Life under lockdown: how have graffitists, street artists and communities artistically responded to life during the coronavirus pandemic?
Emma Bryning is a PhD student in the Department of Archaeology at the University of York. Her research focuses on the contemporary significance of graffiti at historic sites, in collaboration between the University of York and English Heritage. She is also a Heritage & Community Impact Manager at the Monastery Manchester and has previously worked in museums and heritage sites predominantly across the North West of England.
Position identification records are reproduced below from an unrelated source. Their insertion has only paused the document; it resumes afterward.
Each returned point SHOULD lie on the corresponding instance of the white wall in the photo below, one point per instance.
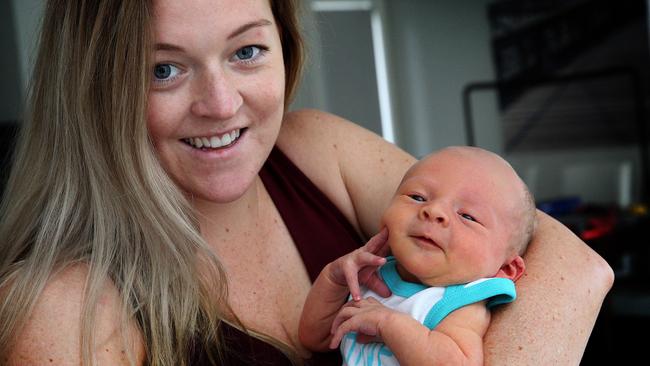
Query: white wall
(436, 48)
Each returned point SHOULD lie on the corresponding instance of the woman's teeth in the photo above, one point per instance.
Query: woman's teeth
(213, 142)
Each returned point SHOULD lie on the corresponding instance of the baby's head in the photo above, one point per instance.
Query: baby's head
(460, 214)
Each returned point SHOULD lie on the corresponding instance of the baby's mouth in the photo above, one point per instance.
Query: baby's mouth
(426, 241)
(215, 142)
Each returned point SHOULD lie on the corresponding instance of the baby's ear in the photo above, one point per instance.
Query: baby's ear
(512, 269)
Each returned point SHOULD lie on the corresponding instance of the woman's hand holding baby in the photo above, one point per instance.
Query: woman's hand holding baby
(360, 267)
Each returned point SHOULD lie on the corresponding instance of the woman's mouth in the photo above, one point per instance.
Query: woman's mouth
(215, 142)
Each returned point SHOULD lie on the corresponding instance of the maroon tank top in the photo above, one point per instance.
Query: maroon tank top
(321, 234)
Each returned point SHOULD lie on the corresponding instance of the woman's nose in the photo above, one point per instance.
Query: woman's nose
(435, 213)
(217, 96)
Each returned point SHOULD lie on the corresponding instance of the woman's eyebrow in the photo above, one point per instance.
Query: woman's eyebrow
(168, 47)
(247, 26)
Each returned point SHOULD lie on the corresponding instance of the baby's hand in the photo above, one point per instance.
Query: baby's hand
(359, 267)
(364, 317)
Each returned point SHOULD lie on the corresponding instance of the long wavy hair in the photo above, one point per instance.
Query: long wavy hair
(87, 188)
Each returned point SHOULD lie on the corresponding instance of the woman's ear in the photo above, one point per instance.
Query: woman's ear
(512, 269)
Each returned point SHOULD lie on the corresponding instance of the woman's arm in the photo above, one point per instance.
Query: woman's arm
(51, 335)
(559, 297)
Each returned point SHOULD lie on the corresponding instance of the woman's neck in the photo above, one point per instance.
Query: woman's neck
(219, 221)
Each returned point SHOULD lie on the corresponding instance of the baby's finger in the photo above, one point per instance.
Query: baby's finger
(376, 284)
(347, 311)
(352, 278)
(364, 259)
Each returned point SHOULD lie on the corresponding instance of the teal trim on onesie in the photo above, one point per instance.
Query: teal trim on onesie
(497, 290)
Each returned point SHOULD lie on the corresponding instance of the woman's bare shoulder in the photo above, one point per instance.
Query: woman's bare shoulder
(52, 332)
(355, 167)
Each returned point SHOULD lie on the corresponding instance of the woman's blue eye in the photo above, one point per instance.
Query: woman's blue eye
(468, 217)
(417, 197)
(247, 53)
(165, 71)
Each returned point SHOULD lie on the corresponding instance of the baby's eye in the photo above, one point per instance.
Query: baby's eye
(417, 197)
(468, 217)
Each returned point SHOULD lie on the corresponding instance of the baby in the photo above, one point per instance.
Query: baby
(457, 227)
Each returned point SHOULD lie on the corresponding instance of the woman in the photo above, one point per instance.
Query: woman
(146, 221)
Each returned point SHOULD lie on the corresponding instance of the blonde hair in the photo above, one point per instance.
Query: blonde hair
(87, 188)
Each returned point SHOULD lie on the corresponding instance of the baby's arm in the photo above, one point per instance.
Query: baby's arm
(330, 290)
(457, 340)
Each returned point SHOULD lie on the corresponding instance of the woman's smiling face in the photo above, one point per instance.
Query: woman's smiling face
(216, 99)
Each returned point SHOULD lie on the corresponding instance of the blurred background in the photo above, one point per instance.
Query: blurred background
(560, 88)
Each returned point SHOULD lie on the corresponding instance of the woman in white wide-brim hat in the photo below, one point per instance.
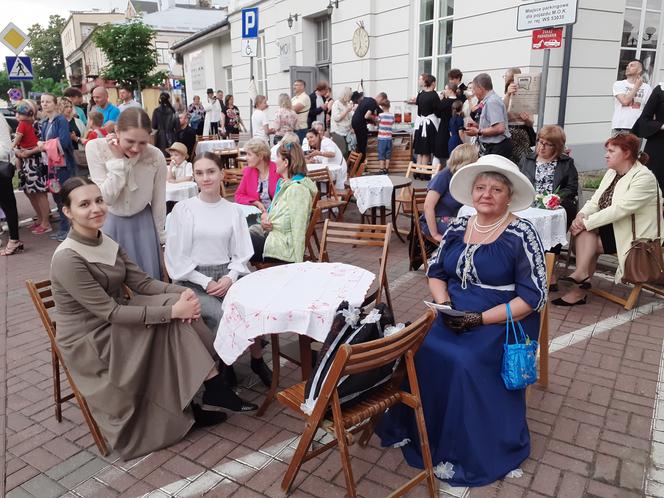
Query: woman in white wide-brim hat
(485, 261)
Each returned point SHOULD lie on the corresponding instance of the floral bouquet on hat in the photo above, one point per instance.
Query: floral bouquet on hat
(549, 201)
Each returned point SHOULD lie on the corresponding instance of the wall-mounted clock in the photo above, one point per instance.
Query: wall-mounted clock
(360, 40)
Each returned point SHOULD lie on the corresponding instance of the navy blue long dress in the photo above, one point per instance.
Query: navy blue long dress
(477, 429)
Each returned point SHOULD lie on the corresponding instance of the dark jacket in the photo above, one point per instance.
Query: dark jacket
(565, 181)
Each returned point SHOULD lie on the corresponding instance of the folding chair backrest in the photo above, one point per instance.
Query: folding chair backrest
(42, 297)
(355, 234)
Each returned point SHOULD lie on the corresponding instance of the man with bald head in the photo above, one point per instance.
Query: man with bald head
(109, 111)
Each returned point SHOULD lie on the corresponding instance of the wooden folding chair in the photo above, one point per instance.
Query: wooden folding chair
(403, 199)
(417, 237)
(330, 199)
(363, 416)
(361, 235)
(42, 298)
(544, 328)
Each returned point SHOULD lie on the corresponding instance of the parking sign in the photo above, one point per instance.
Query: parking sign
(250, 23)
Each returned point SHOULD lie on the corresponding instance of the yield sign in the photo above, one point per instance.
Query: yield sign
(13, 38)
(19, 68)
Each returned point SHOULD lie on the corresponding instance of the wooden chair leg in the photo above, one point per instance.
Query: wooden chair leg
(57, 395)
(421, 426)
(276, 369)
(544, 348)
(298, 457)
(340, 433)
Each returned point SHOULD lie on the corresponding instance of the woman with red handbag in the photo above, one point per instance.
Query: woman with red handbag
(55, 126)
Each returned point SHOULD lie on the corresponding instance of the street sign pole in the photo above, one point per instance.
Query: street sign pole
(542, 99)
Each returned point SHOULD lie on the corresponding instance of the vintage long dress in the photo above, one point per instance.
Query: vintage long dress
(137, 369)
(477, 429)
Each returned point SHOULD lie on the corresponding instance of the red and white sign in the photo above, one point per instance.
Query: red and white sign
(547, 38)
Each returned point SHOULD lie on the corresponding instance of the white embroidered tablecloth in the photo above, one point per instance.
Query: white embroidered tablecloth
(551, 224)
(181, 191)
(211, 145)
(338, 173)
(372, 191)
(299, 297)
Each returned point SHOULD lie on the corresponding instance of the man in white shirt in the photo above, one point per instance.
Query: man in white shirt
(213, 115)
(127, 97)
(301, 104)
(260, 125)
(631, 95)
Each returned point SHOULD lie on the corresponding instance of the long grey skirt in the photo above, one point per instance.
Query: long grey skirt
(210, 305)
(138, 236)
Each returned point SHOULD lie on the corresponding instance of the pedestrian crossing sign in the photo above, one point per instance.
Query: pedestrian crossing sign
(19, 68)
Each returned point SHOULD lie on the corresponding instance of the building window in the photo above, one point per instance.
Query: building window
(260, 70)
(323, 47)
(163, 54)
(640, 35)
(228, 70)
(435, 38)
The desire to physically leave one’s mark on the world around us has been around for thousands of years: from pre-historic cave drawings to contemporary street artists. The universality of mark-making means that such practices can be found across the globe and across historic periods, yet, the marks themselves are inherently reflective of a particular moment in space and time. Mark-makers have a unique opportunity to respond to life around them using physical and artistic gestures to tell their story.
Our understanding of the distinction between public and private spaces has intensified due to the coronavirus pandemic, with many countries on lockdown and citizens told to stay at home. In spite of this, across the globe, graffiti and street artists continue to take to the streets expressing themselves publicly. They share messages of solidarity, their gratitude to medical workers, spread awareness and express their anger and frustration - telling very public stories of life during a pandemic. Non-artists have responded too, with chalk markings and pictures seen in windows and on pavements across the globe. The increasing prevalence of the internet has meant that such marks and stories are both local and global in their reach.